AMI is learning how to interpret scientific diagrams. She’s done a lot of text, and vector graphics – now she is moving to images. There’s no simple solution – we have to try a lot of different approaches. Here she is trying to see if letters and number can be recognised by breaking down into straight lines (segmentation). Here’s a typical subset of the image – it might be a (not very good) TWO.
AMI calls up her helper Skippy who has brought her troop of young programmers. They’re not very well disciplined, but Skippy will keep them in order. They divide up the project:
- AMI tells Skippy WHAT to do and in what ORDER. That’s called an ALGORITHM. I’ve asked her to try thehttp://en.wikipedia.org/wiki/Ramer–Douglas–Peucker_algorithm. It sounds hairy but actually it’s very easy – as long as you have Skippy to keep the roos in order. Here Skippy tells the roos they each have to sit on one pixel for the whole time.(This algorithm is so simple that most of the time the roos just have to keep quiet.
- AMI has brought along Ralphy bear who will keep a record (MEMORY (technically a STACK))
- The first and last roos (note each roo has a number (ID)) create a straight line between them. Is this good enough ? We ask Jimmy bear to decide – he’s got a measuring tape and he finds the roo who is farthest from the line. Number 4 is way out – above the limit.
- So now we have to make two straight lines:
Now we’ve got two separate problems 0-4 and 4-12. They’e completely separate and we can tackle each independently. If we don’t keep good track we’ll be in trouble (that’s why we need Ralphy). And if we don’t do things in the right order we’ll also be in trouble (that’s why we need Skippy).
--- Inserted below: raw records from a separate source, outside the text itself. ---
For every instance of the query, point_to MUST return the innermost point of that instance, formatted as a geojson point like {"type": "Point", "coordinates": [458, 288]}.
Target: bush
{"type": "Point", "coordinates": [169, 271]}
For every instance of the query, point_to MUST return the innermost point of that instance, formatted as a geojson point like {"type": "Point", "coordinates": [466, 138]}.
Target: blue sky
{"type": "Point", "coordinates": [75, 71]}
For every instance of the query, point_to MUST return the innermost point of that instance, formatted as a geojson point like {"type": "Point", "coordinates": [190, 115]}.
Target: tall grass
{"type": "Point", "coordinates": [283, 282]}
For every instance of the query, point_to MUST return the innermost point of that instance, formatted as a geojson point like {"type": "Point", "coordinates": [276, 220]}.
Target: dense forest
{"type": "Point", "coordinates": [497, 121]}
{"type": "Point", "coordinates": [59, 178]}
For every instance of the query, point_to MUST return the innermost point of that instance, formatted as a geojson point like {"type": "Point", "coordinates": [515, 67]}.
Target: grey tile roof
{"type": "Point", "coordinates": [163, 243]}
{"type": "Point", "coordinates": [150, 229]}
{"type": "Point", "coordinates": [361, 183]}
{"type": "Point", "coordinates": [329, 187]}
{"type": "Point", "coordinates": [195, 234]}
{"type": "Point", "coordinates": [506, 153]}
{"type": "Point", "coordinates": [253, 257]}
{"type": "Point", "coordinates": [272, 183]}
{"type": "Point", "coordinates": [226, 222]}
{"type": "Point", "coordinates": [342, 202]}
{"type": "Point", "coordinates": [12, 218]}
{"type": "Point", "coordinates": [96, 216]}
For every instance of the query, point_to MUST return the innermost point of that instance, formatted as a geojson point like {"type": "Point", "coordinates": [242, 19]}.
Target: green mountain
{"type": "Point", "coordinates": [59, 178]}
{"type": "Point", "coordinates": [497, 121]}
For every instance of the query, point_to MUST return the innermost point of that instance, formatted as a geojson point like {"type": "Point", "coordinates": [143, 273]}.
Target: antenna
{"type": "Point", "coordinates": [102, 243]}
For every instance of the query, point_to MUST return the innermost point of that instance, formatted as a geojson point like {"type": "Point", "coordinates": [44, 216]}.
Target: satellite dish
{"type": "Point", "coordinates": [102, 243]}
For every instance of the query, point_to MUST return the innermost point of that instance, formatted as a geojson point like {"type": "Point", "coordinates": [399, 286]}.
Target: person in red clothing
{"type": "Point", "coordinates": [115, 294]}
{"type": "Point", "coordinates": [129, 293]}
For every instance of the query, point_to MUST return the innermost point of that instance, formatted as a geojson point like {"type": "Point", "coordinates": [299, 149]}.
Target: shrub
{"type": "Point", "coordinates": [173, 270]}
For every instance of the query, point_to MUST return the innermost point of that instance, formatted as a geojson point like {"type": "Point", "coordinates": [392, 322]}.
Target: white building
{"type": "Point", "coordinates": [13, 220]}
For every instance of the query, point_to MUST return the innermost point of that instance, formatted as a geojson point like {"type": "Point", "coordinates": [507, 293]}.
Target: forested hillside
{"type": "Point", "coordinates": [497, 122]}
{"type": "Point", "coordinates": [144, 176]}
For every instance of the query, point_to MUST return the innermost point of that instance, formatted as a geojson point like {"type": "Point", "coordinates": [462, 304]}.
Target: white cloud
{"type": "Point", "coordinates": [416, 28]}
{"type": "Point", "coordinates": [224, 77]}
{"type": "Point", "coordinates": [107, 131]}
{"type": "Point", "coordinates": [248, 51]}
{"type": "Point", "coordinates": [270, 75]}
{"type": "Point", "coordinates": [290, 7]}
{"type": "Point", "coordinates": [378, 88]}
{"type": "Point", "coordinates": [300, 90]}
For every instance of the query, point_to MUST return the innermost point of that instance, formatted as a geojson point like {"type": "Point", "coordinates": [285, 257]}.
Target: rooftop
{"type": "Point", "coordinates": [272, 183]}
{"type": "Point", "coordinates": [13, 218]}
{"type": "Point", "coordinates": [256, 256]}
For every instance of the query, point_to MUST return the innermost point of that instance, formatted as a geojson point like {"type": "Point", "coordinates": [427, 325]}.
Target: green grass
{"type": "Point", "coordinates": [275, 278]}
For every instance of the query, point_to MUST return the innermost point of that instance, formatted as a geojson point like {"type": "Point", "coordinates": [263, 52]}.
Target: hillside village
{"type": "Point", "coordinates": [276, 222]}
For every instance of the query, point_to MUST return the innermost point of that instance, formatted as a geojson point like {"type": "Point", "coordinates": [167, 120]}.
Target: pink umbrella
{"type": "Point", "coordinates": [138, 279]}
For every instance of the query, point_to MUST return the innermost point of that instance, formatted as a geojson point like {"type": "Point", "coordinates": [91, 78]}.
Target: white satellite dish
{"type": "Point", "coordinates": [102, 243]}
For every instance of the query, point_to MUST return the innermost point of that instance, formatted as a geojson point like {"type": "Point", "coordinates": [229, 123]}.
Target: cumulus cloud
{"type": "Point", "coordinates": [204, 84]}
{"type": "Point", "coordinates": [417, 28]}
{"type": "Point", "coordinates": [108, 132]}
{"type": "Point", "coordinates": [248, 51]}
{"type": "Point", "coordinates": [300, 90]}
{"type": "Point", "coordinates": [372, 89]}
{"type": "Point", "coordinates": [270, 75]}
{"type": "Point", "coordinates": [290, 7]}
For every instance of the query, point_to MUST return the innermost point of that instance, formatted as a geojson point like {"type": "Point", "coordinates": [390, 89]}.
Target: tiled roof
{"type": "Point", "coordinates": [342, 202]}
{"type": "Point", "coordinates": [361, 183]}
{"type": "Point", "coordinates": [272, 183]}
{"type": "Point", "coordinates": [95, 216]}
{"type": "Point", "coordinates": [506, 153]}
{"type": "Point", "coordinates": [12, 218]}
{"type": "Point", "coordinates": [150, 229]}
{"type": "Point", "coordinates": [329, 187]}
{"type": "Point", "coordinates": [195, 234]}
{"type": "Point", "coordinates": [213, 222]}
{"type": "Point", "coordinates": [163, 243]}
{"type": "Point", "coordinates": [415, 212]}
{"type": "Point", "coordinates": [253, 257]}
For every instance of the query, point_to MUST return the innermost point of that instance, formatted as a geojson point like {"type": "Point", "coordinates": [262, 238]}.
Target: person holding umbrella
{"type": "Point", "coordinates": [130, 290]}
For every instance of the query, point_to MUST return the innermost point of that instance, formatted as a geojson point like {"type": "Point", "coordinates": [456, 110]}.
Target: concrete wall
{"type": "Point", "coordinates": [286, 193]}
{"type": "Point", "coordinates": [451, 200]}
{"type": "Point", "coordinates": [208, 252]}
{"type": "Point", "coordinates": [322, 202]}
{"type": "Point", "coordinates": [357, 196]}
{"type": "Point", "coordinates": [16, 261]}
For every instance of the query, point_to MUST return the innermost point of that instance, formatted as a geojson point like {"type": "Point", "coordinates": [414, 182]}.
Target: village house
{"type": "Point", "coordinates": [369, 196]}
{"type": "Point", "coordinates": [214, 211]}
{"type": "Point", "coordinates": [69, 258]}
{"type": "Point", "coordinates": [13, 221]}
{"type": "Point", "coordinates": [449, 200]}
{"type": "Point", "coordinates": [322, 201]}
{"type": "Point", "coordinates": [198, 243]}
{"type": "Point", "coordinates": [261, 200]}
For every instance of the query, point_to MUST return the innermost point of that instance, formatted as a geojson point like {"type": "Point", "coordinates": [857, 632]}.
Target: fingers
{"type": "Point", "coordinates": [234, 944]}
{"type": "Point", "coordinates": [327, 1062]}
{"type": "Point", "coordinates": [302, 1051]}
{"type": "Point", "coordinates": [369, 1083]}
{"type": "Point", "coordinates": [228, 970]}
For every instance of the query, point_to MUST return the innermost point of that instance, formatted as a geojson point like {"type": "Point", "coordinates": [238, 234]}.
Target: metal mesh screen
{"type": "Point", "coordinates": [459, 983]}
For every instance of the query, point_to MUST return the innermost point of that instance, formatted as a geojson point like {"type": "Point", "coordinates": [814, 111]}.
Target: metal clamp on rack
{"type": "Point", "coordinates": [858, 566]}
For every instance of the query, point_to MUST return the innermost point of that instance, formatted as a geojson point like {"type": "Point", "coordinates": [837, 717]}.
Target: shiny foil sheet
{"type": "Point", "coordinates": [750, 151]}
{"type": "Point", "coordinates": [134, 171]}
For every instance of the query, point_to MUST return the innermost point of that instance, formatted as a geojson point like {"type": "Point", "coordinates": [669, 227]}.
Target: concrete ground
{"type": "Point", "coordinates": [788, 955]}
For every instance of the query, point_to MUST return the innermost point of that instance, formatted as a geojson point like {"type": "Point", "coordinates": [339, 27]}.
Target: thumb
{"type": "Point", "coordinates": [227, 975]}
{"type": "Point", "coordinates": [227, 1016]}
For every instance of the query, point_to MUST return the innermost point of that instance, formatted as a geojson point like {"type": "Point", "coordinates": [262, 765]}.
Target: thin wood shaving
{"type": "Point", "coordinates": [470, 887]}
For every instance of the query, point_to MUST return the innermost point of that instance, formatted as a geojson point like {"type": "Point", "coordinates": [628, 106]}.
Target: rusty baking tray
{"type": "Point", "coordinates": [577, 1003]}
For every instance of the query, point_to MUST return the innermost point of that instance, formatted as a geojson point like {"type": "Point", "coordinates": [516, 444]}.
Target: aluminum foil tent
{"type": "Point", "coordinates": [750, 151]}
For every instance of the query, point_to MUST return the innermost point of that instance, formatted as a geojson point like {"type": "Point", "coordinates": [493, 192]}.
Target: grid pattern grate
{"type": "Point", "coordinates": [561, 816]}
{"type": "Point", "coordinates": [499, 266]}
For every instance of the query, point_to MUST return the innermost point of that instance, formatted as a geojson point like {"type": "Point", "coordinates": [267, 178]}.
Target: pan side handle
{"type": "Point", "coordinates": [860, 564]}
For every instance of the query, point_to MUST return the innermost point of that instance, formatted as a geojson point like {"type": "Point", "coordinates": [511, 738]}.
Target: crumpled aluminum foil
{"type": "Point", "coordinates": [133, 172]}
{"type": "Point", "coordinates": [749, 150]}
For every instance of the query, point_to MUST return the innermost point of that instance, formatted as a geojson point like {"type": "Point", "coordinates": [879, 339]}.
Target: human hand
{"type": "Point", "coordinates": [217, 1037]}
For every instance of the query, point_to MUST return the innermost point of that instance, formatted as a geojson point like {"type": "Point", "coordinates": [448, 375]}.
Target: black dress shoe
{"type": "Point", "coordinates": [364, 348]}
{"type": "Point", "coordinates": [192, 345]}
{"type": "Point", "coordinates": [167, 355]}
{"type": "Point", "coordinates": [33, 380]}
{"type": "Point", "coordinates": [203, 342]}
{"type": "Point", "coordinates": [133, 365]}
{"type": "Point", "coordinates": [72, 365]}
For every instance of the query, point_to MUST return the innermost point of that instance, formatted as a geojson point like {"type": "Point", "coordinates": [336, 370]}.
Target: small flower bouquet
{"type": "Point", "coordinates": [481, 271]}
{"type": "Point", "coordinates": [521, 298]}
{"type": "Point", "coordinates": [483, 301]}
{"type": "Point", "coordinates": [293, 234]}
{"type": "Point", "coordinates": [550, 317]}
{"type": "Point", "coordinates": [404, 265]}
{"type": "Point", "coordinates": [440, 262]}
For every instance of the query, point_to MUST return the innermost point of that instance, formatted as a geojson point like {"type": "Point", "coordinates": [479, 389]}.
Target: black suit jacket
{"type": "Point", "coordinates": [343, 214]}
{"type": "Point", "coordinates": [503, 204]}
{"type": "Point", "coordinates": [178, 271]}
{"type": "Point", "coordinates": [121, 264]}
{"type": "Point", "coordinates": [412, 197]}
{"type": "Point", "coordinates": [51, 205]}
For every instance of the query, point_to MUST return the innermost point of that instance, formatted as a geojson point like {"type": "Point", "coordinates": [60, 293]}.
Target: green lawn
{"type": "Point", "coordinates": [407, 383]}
So we’ll divide 0-4 into 0-2 and 2-4 (roos 5-12 are getting bored and Skippy has to bring them to order)
We’ve done 0-2 (#1 is close enough to the line. Here we do 2-4. Is #3 close enough? Bear says yes…
So we go on to 4-12. (“0-3 can go and play cricket” says AMI -“They’ve done their bit”.
But #9 is way out of line. We’ll need to split the lines again.
and now all the roos are close enough to the line.
We’ve split the diagram into 5 lines. This algorithm is widely used for geographical objects such as maps. It’s really valuable to segment them as we can then compute areas, work out which countries touch, etc. We’ll be using it for chemistry and phylogenetic trees and diagrams in general.
You might think the roos had very little to do. But we’ll see examples in the future where each roo needs a measure of independence. They may need to know who their neighbours are, for example. Or whether they have been used. This is Kangaroo-Oriented Computing (KOC).